Le Pr Chems Eddine Chitour

Lundi 1er octobre 2012

Le Professeur émérite Chems Eddine Chitour a accepté de répondre à nos questions et dans un long entretien nous livre son analyse de la situation actuelle au Proche-Orient, notamment concernant le problème syrien.

Laurent Brayard, La Voix de la Russie : Bonjour Professeur, je suis heureux de vous accueillir, vous êtes le professeur émérite Chems Eddine Chitour, vous avez écrit de nombreux articles sur le thème de la Palestine et c’est un article sur la mort d’Arafat qui a attiré mon attention. Mais avant de commencer, parlez-nous plus en détail de vous, je crois qu’il serait intéressant de préciser qui vous-êtes et quel est votre engagement :

Chems Eddine Chitour : Bonjour, je suis avant tout un enseignant, spécialiste de la thermodynamique et des économies d’Energie. Je m’intéresse depuis une vingtaine d’années aux problèmes de l’énergie, à la transition énergétique inévitable qui nous permettra de décroître sans casse et naturellement au développement durable. L’énergie explique dans une grande partie l’émergence des conflits actuels et leur récurrence notamment dans la région du Moyen-Orient. Pas seulement aucune région n’est à l’abri. Quand les « petits » seront « normalisés » arrivera fatalement le choc des titans et cela ne sera pas facile pour ceux qui ont pour crédo le mythe des races supérieures et la Destinée manifeste….

La Voix de la Russie : Ma question portera justement sur la réapparition de la mort d’Arafat sur la scène de l’actualité. Vous avez souligné avec force qu’il avait été éliminé presque de notoriété publique, et nous nous posons la question ici en Russie de savoir pourquoi la révélation de sa mort ressurgit à cet instant ? De votre avis personnel, des raisons politiques pourraient se trouver cacher derrière la dépouille du chef historique palestinien ?

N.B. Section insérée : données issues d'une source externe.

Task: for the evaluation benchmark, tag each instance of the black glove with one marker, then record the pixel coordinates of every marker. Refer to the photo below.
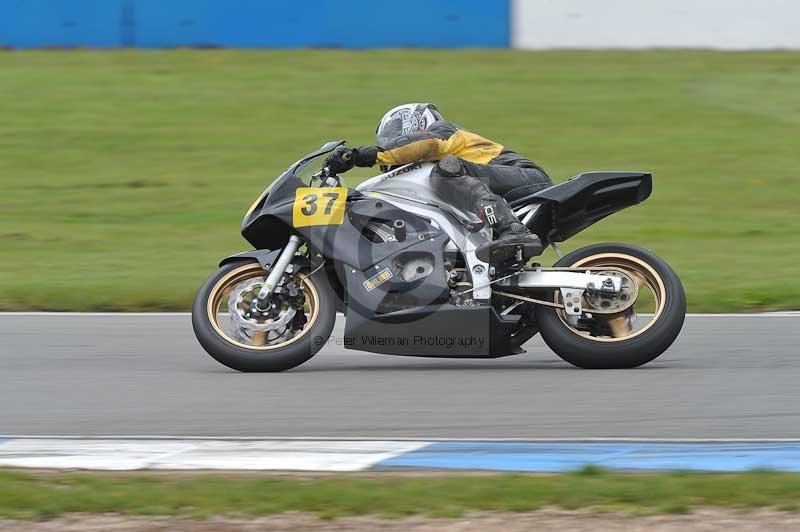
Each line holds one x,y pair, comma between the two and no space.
341,160
366,155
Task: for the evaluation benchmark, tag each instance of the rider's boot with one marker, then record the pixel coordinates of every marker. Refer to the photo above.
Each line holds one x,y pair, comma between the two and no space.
512,237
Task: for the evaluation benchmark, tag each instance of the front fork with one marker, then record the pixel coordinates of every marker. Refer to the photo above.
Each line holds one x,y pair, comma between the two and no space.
279,267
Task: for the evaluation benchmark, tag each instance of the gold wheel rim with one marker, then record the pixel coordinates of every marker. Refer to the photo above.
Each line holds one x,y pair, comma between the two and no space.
249,271
638,270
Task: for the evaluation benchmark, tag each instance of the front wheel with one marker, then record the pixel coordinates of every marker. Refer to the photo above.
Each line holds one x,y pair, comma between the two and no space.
623,331
247,335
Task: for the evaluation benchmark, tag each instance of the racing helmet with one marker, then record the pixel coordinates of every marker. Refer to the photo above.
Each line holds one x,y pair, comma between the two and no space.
405,119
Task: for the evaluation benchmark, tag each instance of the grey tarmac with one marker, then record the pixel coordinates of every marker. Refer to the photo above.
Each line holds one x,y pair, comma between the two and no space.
144,375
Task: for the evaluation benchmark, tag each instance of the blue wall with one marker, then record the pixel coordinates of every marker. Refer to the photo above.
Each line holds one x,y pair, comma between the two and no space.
254,23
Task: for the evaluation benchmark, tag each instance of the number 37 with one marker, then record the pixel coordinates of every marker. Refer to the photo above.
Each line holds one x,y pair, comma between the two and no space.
319,206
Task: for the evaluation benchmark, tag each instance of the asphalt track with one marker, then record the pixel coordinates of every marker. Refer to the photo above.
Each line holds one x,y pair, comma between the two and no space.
138,375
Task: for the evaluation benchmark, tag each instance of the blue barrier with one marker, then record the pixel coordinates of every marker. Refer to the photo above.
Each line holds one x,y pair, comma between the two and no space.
254,23
558,457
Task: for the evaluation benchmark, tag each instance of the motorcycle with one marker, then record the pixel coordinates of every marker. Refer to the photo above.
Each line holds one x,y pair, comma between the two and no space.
400,264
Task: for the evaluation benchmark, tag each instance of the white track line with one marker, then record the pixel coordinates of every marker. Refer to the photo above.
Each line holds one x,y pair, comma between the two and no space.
788,314
368,439
266,454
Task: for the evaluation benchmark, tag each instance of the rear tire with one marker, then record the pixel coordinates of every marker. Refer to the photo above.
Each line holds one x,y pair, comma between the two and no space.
279,358
640,348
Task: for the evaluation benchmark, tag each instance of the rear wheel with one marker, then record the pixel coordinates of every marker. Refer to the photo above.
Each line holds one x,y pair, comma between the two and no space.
623,331
276,335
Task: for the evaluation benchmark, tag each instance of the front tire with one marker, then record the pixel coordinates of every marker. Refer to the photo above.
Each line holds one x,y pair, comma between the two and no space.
599,345
257,352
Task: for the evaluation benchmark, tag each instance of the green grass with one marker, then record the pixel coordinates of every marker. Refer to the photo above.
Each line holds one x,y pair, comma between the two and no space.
125,174
25,496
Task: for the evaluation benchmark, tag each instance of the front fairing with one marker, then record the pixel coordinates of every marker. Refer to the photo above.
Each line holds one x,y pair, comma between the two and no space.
297,175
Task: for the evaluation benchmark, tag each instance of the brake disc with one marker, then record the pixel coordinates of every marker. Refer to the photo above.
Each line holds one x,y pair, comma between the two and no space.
605,303
240,303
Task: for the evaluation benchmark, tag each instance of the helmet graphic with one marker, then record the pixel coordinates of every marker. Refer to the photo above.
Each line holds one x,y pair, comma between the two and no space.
405,119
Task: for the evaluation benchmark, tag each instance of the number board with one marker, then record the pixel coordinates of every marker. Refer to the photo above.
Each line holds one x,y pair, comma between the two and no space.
318,206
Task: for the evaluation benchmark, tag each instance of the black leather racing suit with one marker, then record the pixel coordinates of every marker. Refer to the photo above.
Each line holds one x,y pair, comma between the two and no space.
492,170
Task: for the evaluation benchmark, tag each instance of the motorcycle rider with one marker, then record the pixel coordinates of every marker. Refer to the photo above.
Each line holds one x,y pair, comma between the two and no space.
471,173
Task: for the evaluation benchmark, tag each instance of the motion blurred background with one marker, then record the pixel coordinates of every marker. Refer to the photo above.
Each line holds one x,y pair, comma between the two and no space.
135,133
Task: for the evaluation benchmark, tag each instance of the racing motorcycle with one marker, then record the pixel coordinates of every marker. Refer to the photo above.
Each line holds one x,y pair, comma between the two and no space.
400,264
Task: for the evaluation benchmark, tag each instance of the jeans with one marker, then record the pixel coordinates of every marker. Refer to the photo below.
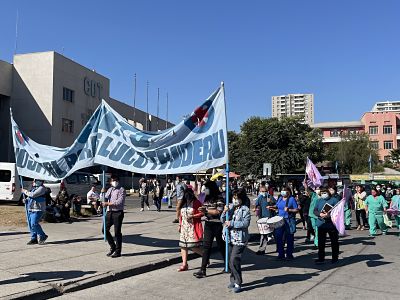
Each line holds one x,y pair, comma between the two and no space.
334,236
36,230
212,230
144,199
283,233
114,218
235,263
361,213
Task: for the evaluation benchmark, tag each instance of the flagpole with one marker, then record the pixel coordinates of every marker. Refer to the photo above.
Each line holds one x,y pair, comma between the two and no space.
227,183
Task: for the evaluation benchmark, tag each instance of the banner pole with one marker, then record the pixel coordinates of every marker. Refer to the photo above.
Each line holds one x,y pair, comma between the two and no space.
21,182
227,184
104,199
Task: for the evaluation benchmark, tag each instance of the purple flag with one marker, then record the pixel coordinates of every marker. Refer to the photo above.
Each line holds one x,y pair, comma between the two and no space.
337,216
314,177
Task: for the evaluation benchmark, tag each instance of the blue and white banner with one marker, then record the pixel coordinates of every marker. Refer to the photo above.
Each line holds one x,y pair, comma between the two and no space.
197,143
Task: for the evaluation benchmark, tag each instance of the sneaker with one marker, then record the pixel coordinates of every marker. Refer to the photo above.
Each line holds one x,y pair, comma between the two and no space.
231,285
200,274
42,240
237,288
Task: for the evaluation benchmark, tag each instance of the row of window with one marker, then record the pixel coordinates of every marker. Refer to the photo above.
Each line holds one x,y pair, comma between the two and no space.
388,145
387,129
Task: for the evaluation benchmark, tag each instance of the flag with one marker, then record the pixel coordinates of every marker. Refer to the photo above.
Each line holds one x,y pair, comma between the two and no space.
314,177
337,216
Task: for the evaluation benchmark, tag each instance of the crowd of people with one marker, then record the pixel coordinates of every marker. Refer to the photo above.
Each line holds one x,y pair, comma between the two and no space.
203,216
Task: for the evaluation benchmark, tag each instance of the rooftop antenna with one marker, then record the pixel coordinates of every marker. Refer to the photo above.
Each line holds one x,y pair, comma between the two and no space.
16,33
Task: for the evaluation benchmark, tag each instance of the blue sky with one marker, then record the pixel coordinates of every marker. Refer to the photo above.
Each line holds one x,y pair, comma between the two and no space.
345,52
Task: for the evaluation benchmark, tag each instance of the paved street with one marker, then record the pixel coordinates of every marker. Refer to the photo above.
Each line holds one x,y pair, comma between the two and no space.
74,258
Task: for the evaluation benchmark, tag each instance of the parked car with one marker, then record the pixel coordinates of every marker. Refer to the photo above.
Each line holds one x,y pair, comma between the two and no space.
10,188
78,183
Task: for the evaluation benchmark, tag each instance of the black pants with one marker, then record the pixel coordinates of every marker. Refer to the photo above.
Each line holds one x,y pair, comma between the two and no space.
334,236
114,218
361,213
143,200
310,229
212,230
157,203
235,263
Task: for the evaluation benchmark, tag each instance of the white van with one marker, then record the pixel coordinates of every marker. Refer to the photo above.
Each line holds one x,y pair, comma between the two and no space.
10,188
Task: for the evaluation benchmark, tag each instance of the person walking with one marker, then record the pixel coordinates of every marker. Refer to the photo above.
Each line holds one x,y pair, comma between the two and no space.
170,189
326,226
36,206
263,204
287,208
144,194
158,194
238,236
212,209
359,202
180,189
190,227
115,201
375,207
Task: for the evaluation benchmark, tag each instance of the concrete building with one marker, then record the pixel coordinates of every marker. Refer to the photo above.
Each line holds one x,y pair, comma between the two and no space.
332,131
294,105
386,106
52,97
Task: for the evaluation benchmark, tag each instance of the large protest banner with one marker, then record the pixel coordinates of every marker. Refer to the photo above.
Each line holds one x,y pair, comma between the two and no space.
199,142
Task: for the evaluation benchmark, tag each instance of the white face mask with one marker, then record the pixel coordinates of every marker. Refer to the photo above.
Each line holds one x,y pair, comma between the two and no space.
236,202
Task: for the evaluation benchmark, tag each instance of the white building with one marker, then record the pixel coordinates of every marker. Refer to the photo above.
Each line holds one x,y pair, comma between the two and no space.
292,105
386,106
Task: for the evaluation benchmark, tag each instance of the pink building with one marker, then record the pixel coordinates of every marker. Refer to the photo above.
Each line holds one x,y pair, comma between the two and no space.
384,131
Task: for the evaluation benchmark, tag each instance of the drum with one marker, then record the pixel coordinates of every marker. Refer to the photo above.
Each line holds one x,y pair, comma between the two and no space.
263,227
276,222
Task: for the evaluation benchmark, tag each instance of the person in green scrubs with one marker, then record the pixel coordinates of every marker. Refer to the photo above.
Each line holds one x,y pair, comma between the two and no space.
314,199
375,207
395,205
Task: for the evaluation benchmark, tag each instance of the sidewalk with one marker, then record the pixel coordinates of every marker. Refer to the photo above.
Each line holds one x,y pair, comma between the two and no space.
74,256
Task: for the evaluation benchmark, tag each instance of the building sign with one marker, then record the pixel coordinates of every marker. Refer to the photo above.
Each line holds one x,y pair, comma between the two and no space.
93,88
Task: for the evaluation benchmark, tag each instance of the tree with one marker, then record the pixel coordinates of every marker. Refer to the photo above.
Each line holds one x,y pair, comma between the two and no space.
353,154
285,143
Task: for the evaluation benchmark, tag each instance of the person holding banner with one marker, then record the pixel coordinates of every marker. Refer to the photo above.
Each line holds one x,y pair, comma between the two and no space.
36,205
115,201
375,207
326,226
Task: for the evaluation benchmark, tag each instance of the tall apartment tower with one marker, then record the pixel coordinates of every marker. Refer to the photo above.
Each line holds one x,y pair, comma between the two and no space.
294,105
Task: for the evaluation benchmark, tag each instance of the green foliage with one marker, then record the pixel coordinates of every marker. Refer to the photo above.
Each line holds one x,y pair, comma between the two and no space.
352,153
285,143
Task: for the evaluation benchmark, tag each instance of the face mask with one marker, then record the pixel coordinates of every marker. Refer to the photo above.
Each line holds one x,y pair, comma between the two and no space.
236,202
324,195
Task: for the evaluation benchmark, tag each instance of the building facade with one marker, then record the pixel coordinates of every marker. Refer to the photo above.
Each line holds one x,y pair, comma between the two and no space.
52,98
291,105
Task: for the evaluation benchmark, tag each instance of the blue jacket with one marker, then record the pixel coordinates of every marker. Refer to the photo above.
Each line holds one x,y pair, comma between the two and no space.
238,229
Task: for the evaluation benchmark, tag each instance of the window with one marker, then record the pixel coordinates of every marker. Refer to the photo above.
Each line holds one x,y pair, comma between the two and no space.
388,145
67,126
375,145
387,129
373,129
68,95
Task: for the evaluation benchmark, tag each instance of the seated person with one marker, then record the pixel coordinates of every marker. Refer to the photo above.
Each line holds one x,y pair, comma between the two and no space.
93,199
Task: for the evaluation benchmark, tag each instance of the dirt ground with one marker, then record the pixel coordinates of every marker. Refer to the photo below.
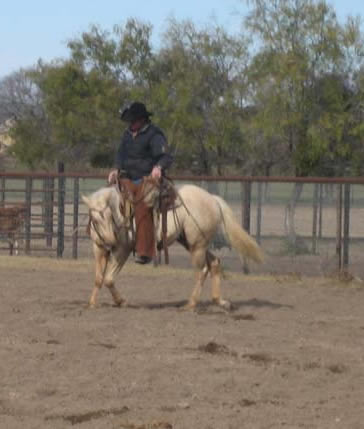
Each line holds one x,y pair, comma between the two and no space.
290,354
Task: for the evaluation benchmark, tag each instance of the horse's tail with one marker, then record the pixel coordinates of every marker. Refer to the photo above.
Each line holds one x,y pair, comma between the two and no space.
240,240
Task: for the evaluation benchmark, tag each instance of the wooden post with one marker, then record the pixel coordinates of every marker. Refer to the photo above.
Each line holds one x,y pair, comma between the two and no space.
314,217
76,189
321,197
259,212
339,226
2,194
246,199
61,207
28,213
346,226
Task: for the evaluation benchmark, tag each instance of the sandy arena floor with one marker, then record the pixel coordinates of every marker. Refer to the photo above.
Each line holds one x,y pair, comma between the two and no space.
289,355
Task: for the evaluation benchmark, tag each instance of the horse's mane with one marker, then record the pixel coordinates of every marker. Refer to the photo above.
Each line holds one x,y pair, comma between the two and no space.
105,198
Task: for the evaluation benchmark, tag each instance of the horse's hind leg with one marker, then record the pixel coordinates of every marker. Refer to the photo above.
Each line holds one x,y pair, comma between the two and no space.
199,261
101,260
118,260
215,271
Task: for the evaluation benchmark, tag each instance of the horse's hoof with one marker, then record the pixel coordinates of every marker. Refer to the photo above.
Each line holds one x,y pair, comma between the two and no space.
188,307
226,305
223,303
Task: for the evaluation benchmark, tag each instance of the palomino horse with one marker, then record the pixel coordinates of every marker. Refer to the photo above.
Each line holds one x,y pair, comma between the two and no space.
193,223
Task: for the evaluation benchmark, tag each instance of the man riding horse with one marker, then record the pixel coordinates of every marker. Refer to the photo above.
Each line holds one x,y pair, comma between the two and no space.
143,152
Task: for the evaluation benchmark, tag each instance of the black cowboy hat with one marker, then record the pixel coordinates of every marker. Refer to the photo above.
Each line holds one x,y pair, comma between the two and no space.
134,112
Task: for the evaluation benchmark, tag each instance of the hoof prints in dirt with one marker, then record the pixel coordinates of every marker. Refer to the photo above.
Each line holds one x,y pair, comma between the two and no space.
214,348
259,358
75,419
109,346
152,425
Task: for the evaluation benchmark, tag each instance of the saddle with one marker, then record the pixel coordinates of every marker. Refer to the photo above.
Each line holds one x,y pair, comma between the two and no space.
159,195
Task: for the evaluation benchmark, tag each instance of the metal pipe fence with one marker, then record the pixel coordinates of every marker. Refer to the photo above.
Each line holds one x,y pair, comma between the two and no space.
310,225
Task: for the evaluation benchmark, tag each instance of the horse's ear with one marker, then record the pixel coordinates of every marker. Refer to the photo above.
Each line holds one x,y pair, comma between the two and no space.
86,200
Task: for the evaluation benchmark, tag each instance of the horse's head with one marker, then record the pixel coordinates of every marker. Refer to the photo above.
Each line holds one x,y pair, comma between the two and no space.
105,218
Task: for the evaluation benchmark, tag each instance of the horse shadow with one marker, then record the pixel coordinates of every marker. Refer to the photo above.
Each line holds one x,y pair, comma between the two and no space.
204,306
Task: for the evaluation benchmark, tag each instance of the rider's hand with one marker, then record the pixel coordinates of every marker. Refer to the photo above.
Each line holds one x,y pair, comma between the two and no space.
113,176
156,172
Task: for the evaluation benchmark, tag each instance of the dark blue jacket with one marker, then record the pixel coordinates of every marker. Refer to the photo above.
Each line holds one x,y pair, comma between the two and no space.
137,156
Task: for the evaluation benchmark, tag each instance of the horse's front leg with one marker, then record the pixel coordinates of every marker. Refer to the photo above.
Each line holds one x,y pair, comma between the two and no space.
118,259
215,272
200,263
101,261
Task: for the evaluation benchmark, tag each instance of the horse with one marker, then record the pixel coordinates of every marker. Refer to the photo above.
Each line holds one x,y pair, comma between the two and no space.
193,222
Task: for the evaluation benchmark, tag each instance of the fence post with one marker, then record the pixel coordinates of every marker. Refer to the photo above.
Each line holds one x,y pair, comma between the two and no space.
259,212
3,184
76,189
61,207
314,218
246,198
28,213
321,187
339,226
346,226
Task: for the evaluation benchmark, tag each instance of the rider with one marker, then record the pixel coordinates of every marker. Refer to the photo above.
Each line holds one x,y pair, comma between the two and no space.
142,152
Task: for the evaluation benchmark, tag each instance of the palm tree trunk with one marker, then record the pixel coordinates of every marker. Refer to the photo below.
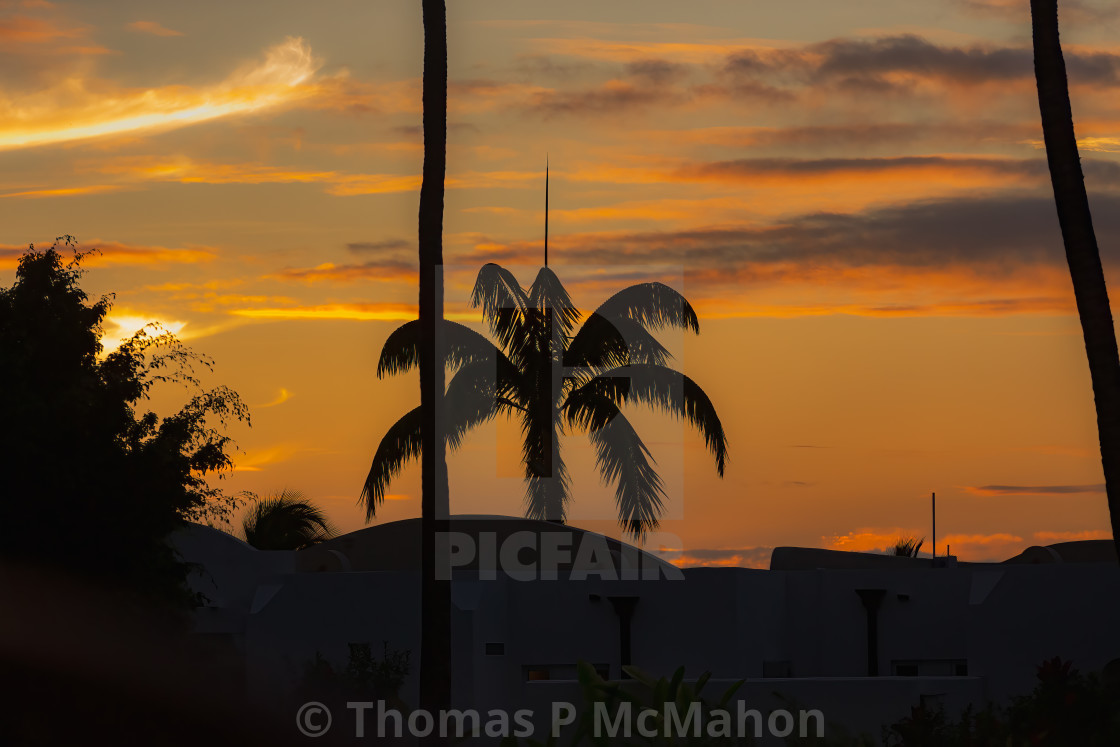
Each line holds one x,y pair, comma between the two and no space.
1081,250
436,593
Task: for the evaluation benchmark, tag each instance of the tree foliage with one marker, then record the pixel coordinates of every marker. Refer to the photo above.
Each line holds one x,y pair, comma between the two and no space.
557,376
286,521
93,483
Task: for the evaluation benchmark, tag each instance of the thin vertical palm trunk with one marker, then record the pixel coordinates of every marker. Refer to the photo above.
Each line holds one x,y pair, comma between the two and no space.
436,593
1081,250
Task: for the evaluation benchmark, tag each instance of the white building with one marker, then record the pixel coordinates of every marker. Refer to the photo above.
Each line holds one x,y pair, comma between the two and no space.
860,637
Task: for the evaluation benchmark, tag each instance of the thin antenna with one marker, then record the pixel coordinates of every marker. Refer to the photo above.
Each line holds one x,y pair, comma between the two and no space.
546,211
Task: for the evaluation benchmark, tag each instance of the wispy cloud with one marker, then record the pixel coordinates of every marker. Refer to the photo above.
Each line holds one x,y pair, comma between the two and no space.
384,270
152,27
80,110
1053,538
281,397
36,30
105,253
385,311
757,557
64,192
1034,489
870,539
981,548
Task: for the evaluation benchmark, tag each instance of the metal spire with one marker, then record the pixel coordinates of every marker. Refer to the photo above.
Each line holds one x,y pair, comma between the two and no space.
546,211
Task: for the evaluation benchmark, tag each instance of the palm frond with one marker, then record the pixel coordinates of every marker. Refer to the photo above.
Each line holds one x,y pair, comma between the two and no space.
548,293
503,301
659,388
399,445
476,393
653,305
286,521
625,460
602,344
401,351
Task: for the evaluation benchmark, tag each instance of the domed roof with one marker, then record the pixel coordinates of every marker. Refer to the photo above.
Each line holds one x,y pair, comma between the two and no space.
481,542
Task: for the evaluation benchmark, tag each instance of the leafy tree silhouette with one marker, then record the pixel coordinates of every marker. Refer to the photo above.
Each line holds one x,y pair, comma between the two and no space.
92,486
556,377
286,521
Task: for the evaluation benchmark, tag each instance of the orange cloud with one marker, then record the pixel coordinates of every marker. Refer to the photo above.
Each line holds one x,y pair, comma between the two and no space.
186,170
35,30
80,109
110,253
609,50
378,270
981,548
152,27
64,192
384,311
869,539
282,397
1053,538
1033,489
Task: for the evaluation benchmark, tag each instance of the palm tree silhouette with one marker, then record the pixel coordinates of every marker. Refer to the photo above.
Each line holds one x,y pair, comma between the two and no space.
286,521
1080,240
558,379
436,591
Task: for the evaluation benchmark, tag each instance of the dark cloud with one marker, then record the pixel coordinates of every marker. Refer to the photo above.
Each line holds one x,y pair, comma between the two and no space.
388,270
893,133
757,557
867,64
748,167
606,99
1014,10
389,244
998,233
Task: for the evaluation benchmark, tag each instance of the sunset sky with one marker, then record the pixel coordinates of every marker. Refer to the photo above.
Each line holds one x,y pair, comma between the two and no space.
854,196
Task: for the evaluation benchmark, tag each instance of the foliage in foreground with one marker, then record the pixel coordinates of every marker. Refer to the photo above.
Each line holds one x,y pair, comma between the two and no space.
1065,709
364,678
92,483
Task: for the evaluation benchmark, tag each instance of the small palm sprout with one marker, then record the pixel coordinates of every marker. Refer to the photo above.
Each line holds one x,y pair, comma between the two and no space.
286,521
907,547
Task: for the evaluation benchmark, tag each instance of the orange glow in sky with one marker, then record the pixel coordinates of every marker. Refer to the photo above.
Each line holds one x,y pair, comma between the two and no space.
869,241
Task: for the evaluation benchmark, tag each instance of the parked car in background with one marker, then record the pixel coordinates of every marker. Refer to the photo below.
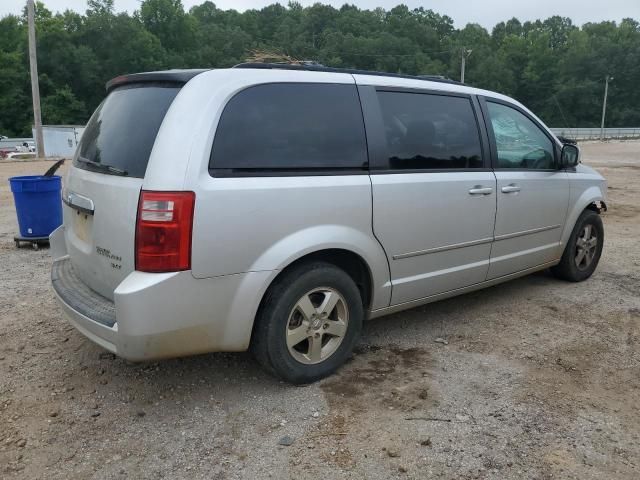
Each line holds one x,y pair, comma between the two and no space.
309,200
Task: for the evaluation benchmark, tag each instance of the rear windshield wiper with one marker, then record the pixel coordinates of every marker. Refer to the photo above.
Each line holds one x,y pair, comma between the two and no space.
102,167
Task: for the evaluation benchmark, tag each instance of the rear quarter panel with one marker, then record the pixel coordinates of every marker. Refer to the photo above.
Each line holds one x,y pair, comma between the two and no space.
586,186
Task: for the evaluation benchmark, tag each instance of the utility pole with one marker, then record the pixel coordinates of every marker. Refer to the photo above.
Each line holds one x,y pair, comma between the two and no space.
35,89
465,55
607,79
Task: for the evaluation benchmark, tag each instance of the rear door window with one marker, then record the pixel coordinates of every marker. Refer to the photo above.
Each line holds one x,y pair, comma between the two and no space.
430,132
291,127
121,133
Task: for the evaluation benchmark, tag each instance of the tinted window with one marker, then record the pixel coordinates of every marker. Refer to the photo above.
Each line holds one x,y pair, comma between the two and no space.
520,142
291,126
123,129
430,131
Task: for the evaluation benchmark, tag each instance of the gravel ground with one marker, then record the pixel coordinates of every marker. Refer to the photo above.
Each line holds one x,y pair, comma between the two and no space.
535,378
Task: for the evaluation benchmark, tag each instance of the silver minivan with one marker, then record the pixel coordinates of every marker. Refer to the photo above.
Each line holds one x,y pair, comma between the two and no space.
277,207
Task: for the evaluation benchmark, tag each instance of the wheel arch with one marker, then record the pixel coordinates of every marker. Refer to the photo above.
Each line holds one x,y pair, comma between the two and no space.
591,199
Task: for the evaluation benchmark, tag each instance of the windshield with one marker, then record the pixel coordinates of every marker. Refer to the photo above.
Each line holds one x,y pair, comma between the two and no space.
121,133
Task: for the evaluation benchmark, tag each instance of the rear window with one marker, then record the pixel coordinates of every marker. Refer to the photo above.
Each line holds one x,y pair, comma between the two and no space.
278,127
123,129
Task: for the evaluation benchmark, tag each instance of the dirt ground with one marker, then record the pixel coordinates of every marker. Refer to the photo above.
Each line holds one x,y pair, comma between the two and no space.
539,379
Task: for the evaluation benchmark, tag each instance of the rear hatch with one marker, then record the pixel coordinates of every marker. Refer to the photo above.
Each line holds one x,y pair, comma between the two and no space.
102,189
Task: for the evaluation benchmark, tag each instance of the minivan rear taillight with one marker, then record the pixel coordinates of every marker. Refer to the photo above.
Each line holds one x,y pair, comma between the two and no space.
163,231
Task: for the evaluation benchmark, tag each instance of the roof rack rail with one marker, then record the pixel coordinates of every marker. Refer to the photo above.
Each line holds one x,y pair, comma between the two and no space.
317,67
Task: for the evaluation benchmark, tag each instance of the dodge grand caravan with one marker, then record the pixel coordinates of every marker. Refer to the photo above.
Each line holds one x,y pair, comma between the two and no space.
275,208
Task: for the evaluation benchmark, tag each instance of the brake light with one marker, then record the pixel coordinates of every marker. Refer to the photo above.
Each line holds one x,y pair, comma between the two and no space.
163,231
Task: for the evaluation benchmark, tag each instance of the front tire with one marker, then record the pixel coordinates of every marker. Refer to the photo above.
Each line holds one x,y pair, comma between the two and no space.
583,250
308,323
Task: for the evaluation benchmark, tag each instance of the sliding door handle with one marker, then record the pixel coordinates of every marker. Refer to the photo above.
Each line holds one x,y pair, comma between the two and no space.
480,190
512,188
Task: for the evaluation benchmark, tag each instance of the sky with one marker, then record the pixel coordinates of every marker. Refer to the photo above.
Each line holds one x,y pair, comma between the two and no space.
486,12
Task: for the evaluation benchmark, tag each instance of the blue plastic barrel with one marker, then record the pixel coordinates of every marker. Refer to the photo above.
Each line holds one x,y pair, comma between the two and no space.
38,204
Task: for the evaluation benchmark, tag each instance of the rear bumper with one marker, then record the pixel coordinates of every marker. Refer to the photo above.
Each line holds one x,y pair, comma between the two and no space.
163,315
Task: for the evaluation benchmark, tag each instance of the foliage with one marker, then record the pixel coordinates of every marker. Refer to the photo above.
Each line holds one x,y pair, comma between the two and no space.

M. Chitour : De mon point de vue c’est un contre-feu, les soupçons concernant la mort du président de l’Autorité Palestinienne sont nés quelques mois après sa mort. Il faut relire les écrits de Leila Mazbouthi qui rapporte les propos de Farouk Kaddoumi ex-numéro 2 de l’OLP qui accusent nommément le tandem AbouMazen et son ministre de l’intérieur Mohamed Dahlane d’être à la tête de ce complot. Cependant deux choses intriguent : Pourquoi l’épouse d’Arafat ne se réveille-t-elle que maintenant pour dire à qui veut l’entendre que son mari a été empoisonné ? Certes il y a eu une étude suisse montrant des traces de polonium sur la chapka et les vêtements d’Arafat. La question se pose alors de savoir pourquoi ces vêtements n’ont pas été analysés après sa mort et surtout après les accusations de Kaddoumi ? Il reste que la France a offert un juge qui va se rendre à Ramallah. Là encore aucun blocage, mais on constate que la presse n’en parle plus.

La Voix de la Russie : Vous n’ignorez pas qu’à l’heure actuelle la situation au Proche et au Moyen-Orient est explosive, j’aimerais avoir votre avis sur le problème syrien et ses implications ?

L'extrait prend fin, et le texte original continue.